I met Yann in Conservatory and we discussed this a lot back then. Minimalists have an inversed approach, if you compare it to ours. They start form the score and compose pieces to create microtonality and overtones by juxtaposing all those sounds. We work from a traditional approach, i.e. repetition and drone, the so-called bourdon. The percussion creates the drone. I assimilated also the ideas of the dance form called tarentel.

Trance is maybe the final goal we try to attain, although I think this word is a bit difficult. If you look into non-western music, the trance is created by a lot of participants. In Arabic music you have the ensembles, and this trance-like music has also aspect of spirituality. I like the idea of Trance, but it’s not a word I want to use. I prefer immersion, or repetition.
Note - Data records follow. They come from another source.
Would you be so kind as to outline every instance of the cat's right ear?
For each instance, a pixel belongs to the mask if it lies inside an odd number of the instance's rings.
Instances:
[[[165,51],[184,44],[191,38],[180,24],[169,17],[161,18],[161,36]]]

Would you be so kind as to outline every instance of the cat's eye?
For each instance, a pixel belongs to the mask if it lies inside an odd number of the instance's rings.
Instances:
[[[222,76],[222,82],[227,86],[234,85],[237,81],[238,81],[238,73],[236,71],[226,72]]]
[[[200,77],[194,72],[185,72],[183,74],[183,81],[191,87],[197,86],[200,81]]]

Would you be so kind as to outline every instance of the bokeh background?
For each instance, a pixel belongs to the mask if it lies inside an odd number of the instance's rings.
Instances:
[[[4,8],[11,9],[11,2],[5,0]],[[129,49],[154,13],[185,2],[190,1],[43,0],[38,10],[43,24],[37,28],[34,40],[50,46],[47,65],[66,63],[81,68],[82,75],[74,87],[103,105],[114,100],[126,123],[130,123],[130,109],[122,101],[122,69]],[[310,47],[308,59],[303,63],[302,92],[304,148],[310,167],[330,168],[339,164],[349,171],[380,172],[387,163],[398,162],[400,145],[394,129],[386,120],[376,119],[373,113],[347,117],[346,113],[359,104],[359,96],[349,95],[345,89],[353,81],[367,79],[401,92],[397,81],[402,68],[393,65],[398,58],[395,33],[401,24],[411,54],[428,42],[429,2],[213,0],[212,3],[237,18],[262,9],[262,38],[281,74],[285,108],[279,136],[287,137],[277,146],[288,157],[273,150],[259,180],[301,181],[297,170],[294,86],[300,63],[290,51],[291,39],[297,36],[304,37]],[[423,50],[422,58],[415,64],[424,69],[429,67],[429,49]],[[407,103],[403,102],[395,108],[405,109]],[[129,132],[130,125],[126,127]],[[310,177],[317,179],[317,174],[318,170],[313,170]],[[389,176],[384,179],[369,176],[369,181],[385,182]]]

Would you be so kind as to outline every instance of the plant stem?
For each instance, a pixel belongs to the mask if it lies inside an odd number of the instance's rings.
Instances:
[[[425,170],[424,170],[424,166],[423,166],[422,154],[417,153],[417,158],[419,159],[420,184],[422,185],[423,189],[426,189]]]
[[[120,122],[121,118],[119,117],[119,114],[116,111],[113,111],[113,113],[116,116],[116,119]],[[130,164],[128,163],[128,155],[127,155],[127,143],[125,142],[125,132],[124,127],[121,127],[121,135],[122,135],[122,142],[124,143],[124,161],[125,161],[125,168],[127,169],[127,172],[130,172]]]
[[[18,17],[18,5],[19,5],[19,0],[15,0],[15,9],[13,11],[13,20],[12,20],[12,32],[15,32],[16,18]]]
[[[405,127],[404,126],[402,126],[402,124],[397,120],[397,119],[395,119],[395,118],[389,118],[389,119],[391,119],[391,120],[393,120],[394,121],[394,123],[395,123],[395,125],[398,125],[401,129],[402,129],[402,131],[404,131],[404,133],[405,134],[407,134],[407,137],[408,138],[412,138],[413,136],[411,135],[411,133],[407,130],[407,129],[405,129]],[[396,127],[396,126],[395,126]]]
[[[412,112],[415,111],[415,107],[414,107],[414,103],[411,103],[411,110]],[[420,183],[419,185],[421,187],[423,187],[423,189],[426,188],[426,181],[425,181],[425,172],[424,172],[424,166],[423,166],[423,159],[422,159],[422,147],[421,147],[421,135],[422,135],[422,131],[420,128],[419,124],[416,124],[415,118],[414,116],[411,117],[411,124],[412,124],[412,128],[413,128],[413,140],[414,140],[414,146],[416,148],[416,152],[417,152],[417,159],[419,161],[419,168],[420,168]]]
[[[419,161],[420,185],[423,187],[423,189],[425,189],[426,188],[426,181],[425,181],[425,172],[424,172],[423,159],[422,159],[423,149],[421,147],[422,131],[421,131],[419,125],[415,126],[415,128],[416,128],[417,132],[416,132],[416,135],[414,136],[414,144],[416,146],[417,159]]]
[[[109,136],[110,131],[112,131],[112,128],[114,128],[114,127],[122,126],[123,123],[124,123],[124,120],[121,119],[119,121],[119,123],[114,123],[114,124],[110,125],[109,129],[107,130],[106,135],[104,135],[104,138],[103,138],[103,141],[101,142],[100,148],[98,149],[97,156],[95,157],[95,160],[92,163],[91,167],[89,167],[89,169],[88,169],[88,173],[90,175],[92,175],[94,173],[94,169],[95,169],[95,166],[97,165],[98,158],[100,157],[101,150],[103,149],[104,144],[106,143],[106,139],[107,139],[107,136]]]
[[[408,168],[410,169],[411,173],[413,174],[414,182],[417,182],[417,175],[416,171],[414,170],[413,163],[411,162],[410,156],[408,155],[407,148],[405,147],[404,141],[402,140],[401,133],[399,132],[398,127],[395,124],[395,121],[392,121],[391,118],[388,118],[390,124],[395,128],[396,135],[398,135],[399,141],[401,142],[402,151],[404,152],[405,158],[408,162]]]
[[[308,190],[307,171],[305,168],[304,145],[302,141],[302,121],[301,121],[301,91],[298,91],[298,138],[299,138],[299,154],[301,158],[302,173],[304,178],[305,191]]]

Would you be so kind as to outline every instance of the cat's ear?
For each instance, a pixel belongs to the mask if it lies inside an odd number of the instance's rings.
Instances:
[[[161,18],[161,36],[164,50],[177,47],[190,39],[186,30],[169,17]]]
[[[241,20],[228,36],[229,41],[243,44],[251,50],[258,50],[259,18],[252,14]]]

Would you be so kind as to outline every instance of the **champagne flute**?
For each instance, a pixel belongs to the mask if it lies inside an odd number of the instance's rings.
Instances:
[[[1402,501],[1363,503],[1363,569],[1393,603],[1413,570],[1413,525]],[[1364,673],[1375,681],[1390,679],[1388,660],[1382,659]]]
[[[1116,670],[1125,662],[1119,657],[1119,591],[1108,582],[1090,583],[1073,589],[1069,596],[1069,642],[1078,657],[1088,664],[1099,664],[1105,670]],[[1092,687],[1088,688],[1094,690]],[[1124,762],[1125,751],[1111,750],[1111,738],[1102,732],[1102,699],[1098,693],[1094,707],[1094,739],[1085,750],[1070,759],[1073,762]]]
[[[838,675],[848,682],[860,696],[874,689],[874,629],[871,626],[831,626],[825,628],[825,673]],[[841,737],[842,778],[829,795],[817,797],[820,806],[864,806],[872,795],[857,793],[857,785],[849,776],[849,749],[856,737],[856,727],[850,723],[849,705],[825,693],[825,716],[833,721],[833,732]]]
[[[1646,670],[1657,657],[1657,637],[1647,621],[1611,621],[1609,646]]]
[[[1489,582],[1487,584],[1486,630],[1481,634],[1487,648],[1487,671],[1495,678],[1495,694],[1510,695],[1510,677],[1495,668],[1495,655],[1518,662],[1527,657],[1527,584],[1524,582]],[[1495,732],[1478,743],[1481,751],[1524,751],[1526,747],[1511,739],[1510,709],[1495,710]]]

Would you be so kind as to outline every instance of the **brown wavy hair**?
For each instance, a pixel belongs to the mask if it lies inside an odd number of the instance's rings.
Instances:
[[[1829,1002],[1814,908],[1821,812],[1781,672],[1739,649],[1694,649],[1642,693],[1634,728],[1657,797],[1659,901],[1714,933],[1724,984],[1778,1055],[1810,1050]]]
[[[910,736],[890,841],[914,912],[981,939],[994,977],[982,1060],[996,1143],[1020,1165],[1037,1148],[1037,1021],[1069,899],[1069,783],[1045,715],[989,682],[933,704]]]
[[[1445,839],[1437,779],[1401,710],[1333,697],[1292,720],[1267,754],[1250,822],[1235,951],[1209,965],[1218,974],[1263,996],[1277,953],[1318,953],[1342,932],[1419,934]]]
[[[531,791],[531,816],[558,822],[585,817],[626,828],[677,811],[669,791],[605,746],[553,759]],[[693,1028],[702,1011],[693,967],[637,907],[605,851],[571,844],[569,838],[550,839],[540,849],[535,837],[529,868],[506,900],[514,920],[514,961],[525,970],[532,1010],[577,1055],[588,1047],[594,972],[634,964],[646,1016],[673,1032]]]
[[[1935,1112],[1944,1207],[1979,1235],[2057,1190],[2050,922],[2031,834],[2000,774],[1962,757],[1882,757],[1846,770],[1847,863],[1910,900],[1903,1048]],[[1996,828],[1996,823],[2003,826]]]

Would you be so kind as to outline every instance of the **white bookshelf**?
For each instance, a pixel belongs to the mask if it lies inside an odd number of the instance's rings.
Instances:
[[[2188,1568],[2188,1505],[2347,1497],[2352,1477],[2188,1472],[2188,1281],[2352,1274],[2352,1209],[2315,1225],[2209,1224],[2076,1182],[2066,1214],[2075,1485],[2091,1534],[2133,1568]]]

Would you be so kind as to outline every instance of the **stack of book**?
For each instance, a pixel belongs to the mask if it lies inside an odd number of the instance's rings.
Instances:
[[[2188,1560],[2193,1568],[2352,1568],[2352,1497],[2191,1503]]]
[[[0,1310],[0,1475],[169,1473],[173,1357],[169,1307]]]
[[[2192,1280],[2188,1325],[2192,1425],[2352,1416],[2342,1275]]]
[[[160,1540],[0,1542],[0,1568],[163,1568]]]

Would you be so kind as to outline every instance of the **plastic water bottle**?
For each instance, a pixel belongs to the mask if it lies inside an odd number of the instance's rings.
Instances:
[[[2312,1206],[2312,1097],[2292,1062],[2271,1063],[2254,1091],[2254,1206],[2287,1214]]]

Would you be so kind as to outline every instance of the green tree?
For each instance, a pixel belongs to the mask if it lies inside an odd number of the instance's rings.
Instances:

I always looked for a way to bring together this influences, from traditional French music to Indian music, and contemporary music. Also I’d in therms of the instruments, by which I’m very intrigued. A couple of years ago I was in a heavy accident that caused that I couldn’t play drums anymore. The Hurdy-Gurdy was the instrument that made it possible to work around that.

NL

It seems that your music is part of the new wave of traditional French music, which I feel like a culture or tradition that has been isolated from contemporary experimental music since long, but brought back by the guys like Yann Gourdon and his likes?

AD

I play together with the guys from La Novia, Toad and France since a long time. I think that La Novia is very important, because they enforced a different approach towards traditional music and brought back the modernity into it. We are actually working together on a bringing Terry Riley’s in C to stage. So I’m pretty excited by this.

NL

Are you only interested in the minimalist aesthetics and the trance-like state it induces, or is the tradition from where it comes equally important? If so, are you looking for a way to escape a neo-liberal consumer driven society?

AD

A lot of the music I like is music from villages, not from cities. It’s not music that is the soundtrack of speed. The music doesn’t fit in the regular timeframes of cities, as they are way longer than the 3 minute popformat. Although I don’t like the time-frame, the obligatory 30 minutes, of experimental music neither. I feel that if someone puts everything in 30 minutes, it’s an escape of what actually happens within music. It brings me to your next question — “How do you feel about the idea that absence is an important aspect of minimalist music? Concrete: the abscence of melody, change, rhythm? Or the fact that overtones are actually an illusion created by a malfunctioning of decoding sounds by our brains?” ­— I really like the idea that something exists because it’s absent. If you have a certain sets of elements, how it works when you take away one. Like in Polyphonic harmonies, or, something we didn’t talked about yet, how the movement of sound in a space can trigger and chance it. The notion of sounds in a space, and that they become something else by the space, although you create them in a same way. Recently we played a concert, and by accident I forgot to put on one of the drone strings on my hurdy gurdy. In the recording of that show, even though it’s not there, you can hear the drone anyhow! It’s very interesting I think.

I told that I’m now in a wheelchair, but also physically absence is a big thing. For instance: during a collaboration with Will Guthrie my paralyzed legs start moving again, they got triggered by the music. Peter Szendy writes also a lot about this in a book called “Membres fantômes. Des corps musiciens” (by Peter Szendy).